Realizing mortgaged assets is one of the bases for terminating a mortgage; therefore, realizing mortgaged assets will affect the rights and interests of parties in the mortgage relationship as well as other related parties. According to Article 299 of the 2015 Civil Code, realizing mortgaged assets is performed in the following three cases: i) An obligator fails to perform or perform not as agreed an obligation when it falls due; ii) An obligator must perform the secured obligation before the time limit due to his/her violation of the obligation as agreed or prescribed by law; iii) Other cases as agreed by the parties or prescribed by law. In this article, TNTP will specifically analyze the cases of realizing mortgaged assets according to current legal regulations.

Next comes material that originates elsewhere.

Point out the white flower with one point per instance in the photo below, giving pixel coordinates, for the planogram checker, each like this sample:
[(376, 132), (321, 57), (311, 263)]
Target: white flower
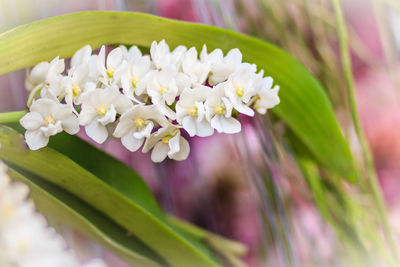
[(219, 111), (162, 57), (99, 108), (111, 70), (194, 68), (167, 142), (190, 111), (47, 118), (266, 97), (136, 124), (135, 79), (162, 89), (46, 79), (25, 238), (221, 67), (240, 87), (133, 54)]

1. First case: An obligator fails to perform or perform not as agreed an obligation when it falls due

In the first case, the secured obligation is usually related to borrowing and payments, including obligations to pay interest, compensation for damages, and other costs. If the parties do not agree on the scope of mortgage security, any breach of obligation may lead to a case where the mortgagee has the right to realise mortgaged assets.

2. Second case: An obligator must perform the secured obligation before the time limit due to his/her violation of the obligation as agreed or prescribed by law

For the second case, depending on the parties’ agreement, the right-holder may realise mortgaged assets to recover the secured obligation prematurely if the obligated party breaches the agreement. Apart from cases of realizing mortgaged assets as agreed, specialized law also stipulates cases where mortgaged assets may be realised even if the secured obligation is not yet due or not breached. For example, if the mortgagor is undergoing bankruptcy proceedings at the competent People’s Court, the Court may suspend the contract not yet due and require realizing mortgaged assets to secure the suspended obligation (Article 53.1 (b) of the 2014 Bankruptcy Law).

3. Third case: Other cases as agreed by the parties or prescribed by law

In the third case, based on the basic principle of civil law that parties’ agreements must be respected, the entities related to the mortgaged assets have the right to agree and unify with each other on realizing mortgaged assets to benefit all parties. However, such agreements should not be contrary to social ethics, not violate legal regulations, nor affect the legal rights and interests of third parties. For example, the parties may agree that if the mortgagee discovers risks that seriously reduce the value of the mortgaged assets, the mortgagee has the right to request realizing mortgaged assets.

Above is TNTP’s article on “Legal regulations on the cases of realizing mortgaged assets”. We hope this article will be useful to the readers.